L'« exit tax », destinée à imposer les dirigeants d'entreprise qui s'expatrient avant de vendre leurs actions, pourrait frapper tous ceux qui détiennent des participations d'au moins 1 % dans le capital d'une entreprise et de 1,3 million d'euros, sans toucher les détenteurs de fonds. « C'est une mesure qui cible les exilés fiscaux, mais il n'est pas toujours évident de savoir si les gens partent pour des raisons fiscales ou pour d'autres motivations, regrette ainsi Olivier Grenon-Andrieu, président de la société Equance. En outre, ces dispositions font passer les expatriés pour des nantis, alors que beaucoup d'entre eux sont loin de cette situation. » Avec un taux de 31,3 % appliqué sur la plus-value latente, prélèvements sociaux compris, c'est une pilule qui risque d'être dure à avaler, « d'autant que les non-résidents ne sont habituellement pas soumis aux prélèvements sociaux », s'étonne Stéphane de Lassus, avocat fiscaliste (lire l'interview, page suivante).

« Rien n'est encore joué »

La taxation de la résidence « secondaire » en France - souvent le point de chute de la famille pour ses séjours dans l'Hexagone - est tout aussi mal vue et laisse sceptiques les spécialistes. « Elle se traduira par une augmentation de la pression fiscale pour les personnes expatriées dans des pays ayant une convention fiscale avec la France, mais par un allégement pour les autres », note Olivier Grenon-Andrieu.

En plus de la taxe foncière et de la taxe d'habitation, il faudra s'acquitter de cette nouvelle taxe, qui correspond à 20 % de la valeur cadastrale des biens.

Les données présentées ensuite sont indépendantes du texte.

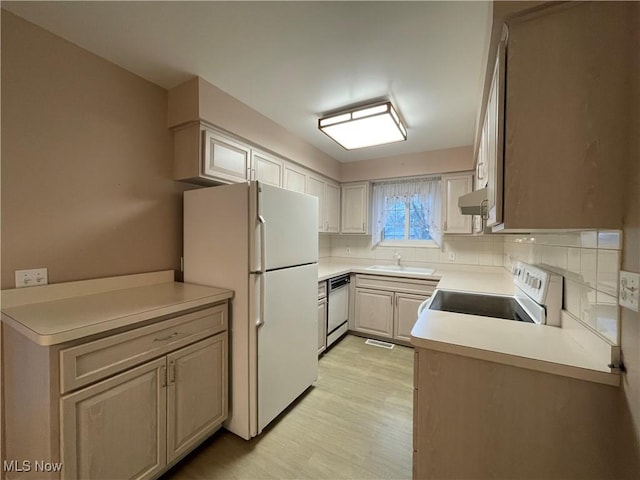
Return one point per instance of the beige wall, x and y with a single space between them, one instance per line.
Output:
458 159
631 253
86 163
197 99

Pour donner un ordre d'idée, cette dernière représente environ le double de la taxe foncière. À ce rythme-là, les expatriés auront intérêt à s'interroger sur l'opportunité de garder un tel bien en France s'ils l'utilisent peu ; une location temporaire pouvant en fin de compte s'avérer moins onéreuse.

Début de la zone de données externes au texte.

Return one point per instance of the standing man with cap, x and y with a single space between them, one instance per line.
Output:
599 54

« Rien n'est encore joué, prévient toutefois Bruno Narchal, président de Crystal Finance. Nous allons certainement voir apparaître des aménagements et disparaître certaines dispositions, qui pourraient n'être que des ballons d'essai. » C'est en juillet que les dés devraient être vraiment jetés, avec le vote de la loi au Parlement.

Malgré ces dispositions, le statut d'expatrié demeurera « extrêmement favorable », juge Bruno Narchal, notamment dans les pays ayant signé une convention fiscale avec la France. Entre l'assurance-vie qui échappe aux impôts et droits de succession, les plus-values de placements qui passent entre les mailles du filet fiscal et les prélèvements sociaux qui ne sont plus dus, bien des formules d'épargne reprennent des couleurs.

Il faut juste savoir s'en servir au bon moment et à bon escient. Car certaines décisions doivent être prises avant le départ, d'autres durant l'expatriation, et d'autres, enfin, au moment de revenir en France.

 

4 étapes à respecter

1 - Avant de partir, clôturez vos comptes et livrets, mais pas le PEL

Prêt pour le départ ? Avant de quitter le territoire national, il faut penser à clôturer les livrets de développement durable (LDD, ex-Codevi) et livrets A de la famille, les livrets Jeunes des enfants, les plans d'épargne en actions (PEA) des parents et, lorsque c'est le cas, les livrets d'épargne populaire (LEP), réservés aux foyers peu imposables. En effet, tous ces placements réglementés (et défiscalisés) sont strictement réservés aux résidents en France et ne peuvent suivre l'épargnant à l'étranger. En revanche, l'expatrié peut conserver dans l'Hexagone un compte bancaire - c'est même fortement conseillé - et son plan d'épargne logement (PEL).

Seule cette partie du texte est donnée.